The Washington Bullets’ 1978 Championship Trophy Was Abandoned in Someone’s Closet


The Washington Post has published a fun, wacky story about the old Bullets losing the 1978 NBA championship trophy — Washington’s lone title — at the bottom of a team employee’s closet. Owner Ted Leonsis led the search party that eventually retrieved (and fixed up) the precious piece of hardware. The Wizards are honoring members of the 1977-’78 squad this weekend: “Shortly after taking control of the Washington Wizards and Verizon Center in 2010, Ted Leonsis started asking team employees what he figured was an obvious question with an easy answer: Where’s the trophy?
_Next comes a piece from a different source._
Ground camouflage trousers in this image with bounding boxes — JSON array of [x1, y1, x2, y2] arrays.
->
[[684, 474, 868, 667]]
But instead of a simple answer, all Leonsis got in return was a lot of puzzled looks, shrugged shoulders and I-don’t-knows. Nobody, it seemed, had any clue as to the whereabouts of the 1978 Larry O’Brien Championship Trophy, symbolizing the lone NBA title in Bullets/Wizards franchise history. But then, finally, there was a breakthrough. Someone recalled someone else saying sometime awhile back that Smokey Bowie, the late building manager/head engineer/jack-of-all-trades who had been with the franchise since the old Capital Centre days until passing away a few years ago, had at some point taken it home with him for safekeeping. And sure enough, a carload of team employees dispatched to Bowie’s old house found the trophy — scuffed up, tarnished and dented — at the bottom of a closet. ‘They bring it in,’ Leonsis recalled this week, “and it’s got dings in it, it’s matted, not shiny. My wife [Lynn] is best friends with the woman who runs Tiffany’s in Tysons Corner, so I asked her to look at it, and I said, ‘Look at this – this is what we spend a billion dollars over our lifetime to try to win, and it’s been sitting in someone’s closet. Can you fix it?’ It took about three months, but it came back perfect.’ The trophy – which former owner Abe Pollin had famously paraded through Dulles International Airport the day after Game 7 of the NBA Finals, after the team’s flight home from Seattle was met by some 8,000 delirious fans – now resides in a setting worthy of its beauty and import: on a pedestal, in a glass case near the main entrance to the arena. It is spot-lit and surrounded by memorabilia from the greatest season in franchise history.”